Moody’s downgrades SJM debt

Moody has lowered its forecast for mass-market casino gross gaming revenue in Macau.
Moody has lowered its forecast for mass-market casino gross gaming revenue in Macau.

Moody’s has downgraded SJM Holdings’ corporate family rating to Ba3 from Ba2.

Macau.- Moody’s has cut SJM Holdings’ debt rating. The casino operator’s corporate family rating has been cut from Ba3 to Ba2. Both ratings are considered non-investment grade, with speculative elements and substantial credit risk.

Moody’s has also downgraded the backed senior unsecured ratings on bonds issued by an associated entity, Champion Path Holdings Ltd, that are guaranteed by SJM Holdings.
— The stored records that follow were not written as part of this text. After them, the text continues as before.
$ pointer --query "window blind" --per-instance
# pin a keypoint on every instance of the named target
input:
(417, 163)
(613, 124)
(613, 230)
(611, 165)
They have been downgraded from B1 from Ba3.

“The downgrade is mainly driven by the slower recovery prospects for SJM’s gaming revenue during 2022-23 than we previously expected,” said Sean Hwang, Moody’s assistant vice president and analyst, in a press release on the rating change.

Hwang added: “The company’s continued cash burn in 2022 because of the persistently weak operating environment amid China’s enduring Covid-19 restrictions, and the expected gradual recovery starting only from 2023, suggest that SJM’s financial leverage will remain elevated over the next few years.”

He also said: “The rating review continues to reflect SJM’s weak liquidity because of the company’s delay in refinancing its loan maturity with long-term debt. SJM’s ratings are likely to be confirmed once the refinancing is completed.”

Moody’s has lowered its forecasts for the city’s mass-market casino gross gaming revenue in 2022 and 2023 to around 40 per cent and 80 per cent of 2019 levels, respectively.